Unfortunately, some of the game’s challenge begins to unravel when you master your abilities and downing enemies. Gears Tactics is already much more accessible than genre staples like XCOM because of its forgiving revival system. Each unit can resurrect itself when downed once per mission with the Second Wind ability. The only downside to this is that you’re stuck with 1 AP on the turn you revive on. Even if you use up your Second Wind, you can have another unit revive any other one for only 1 AP. This game has permadeath on non-main characters, but you’ll likely never run into it because of how easy it is to revive soldiers.
On the flip side, I wish there was a way to complete a mission while leaving other soldiers behind. As brutal as it sounds, a came close to losing more than one mission because a straggler was in downed status and couldn’t make it to the exfiltration point. Luckily, I was able to have a soldier leave the exfil mark and revive them. However, it nearly cost me 20-30 minutes of progress because I didn’t have the choice to cut my losses and bailout with three out of four squad members.

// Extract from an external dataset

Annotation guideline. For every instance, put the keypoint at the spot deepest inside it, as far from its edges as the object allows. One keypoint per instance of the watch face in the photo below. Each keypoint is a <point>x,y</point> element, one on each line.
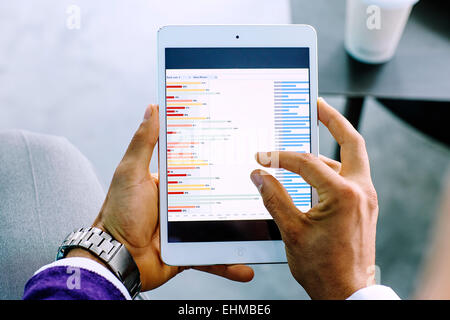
<point>114,254</point>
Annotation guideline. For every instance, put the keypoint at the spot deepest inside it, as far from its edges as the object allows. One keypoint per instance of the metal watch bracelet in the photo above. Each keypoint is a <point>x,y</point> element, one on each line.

Gears Tactics Review | Get classy.
Equipping your soldiers correctly is paramount to victory in Gears Tactics. Luckily, you have a ton of options when it comes to customizing each member of your unit. Armor, boots, helmets, and weapon parts are all available as rewards for completing missions and can also be found in crates in-game. Each of these pieces of equipment bestows stat boosts or abilities to your troopers.
The equipment system works reasonably well and gives you cosmetic options in addition to the stat and ability boosts. However, When you’re equipping soldiers in the Barracks screen, you don’t get an indicator of what character has which item equipped. You want to keep your best gear on your active squad, and it’s a bit frustrating because you’re only told if a piece of equipment is currently equipped, not who actually has it equipped.

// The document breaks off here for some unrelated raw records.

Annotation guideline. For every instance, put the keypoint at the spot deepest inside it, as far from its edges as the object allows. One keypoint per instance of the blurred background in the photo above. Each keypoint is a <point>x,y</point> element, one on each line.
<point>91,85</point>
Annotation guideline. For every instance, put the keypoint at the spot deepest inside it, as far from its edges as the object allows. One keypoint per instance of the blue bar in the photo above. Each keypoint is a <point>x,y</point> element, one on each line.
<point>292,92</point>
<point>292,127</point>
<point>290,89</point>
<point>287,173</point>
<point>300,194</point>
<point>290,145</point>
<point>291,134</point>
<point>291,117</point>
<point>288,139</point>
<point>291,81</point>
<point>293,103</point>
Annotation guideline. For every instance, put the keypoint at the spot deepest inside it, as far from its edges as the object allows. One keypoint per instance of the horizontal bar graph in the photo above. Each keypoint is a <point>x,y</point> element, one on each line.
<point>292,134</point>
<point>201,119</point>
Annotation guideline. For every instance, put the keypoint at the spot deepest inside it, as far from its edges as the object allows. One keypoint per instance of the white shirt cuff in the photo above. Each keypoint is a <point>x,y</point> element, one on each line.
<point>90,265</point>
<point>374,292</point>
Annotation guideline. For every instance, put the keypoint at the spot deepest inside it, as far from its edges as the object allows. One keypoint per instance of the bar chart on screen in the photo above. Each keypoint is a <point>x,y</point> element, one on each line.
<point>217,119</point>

Each character also has a class that focuses on a particular range of abilities. Vanguards are your standard infantry soldier, and their skills center around rallying other characters and increasing damage per attack, while support troops help buff your soldiers and heal them. You only get a max of four characters per mission, so the class composition of your squad can be the difference between success and failure. Gears Tactics encourages you to diversify your squad composition, and a group that does well in one mission may not be well suited to the next.

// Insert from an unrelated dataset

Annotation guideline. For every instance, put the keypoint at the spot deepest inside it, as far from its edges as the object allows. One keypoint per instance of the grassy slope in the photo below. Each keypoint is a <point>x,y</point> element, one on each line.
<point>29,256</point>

I would have liked to have seen a bigger weapon set for each class. As it is, your soldiers are stuck with the same gun from the beginning until the end. Being able to upgrade the weapons makes up for this a bit, but it would have been cool to switch out a Heavy’s Mulcher with a Mortar or a Vanguard’s Retro Lancer with a Lancer GL.
Gears Tactics Review | A bold new step for the franchise.
The Gears series translated to a turn-based tactics game surprisingly well. Gears Tactics is visceral and action-packed enough to appeal to long-time Gears fans and contains enough tactical depth to appease strategy lovers. It’s incredibly accessible for a tactical game and forgiving enough to keep those new to the genre from getting scared off.
Gears Tactics makes a wonderful addition to the franchise, and I hope that it spins off as its own series. It avoids many of the pitfalls of the genre and provides a streamlined experience that was a breath of fresh air. Hardcore fans of tactical games may find it to be a bit too easy, but most will find it very enjoyable.
GameRevolution reviewed the Gears Tactics on PC with a copy provided by the publisher.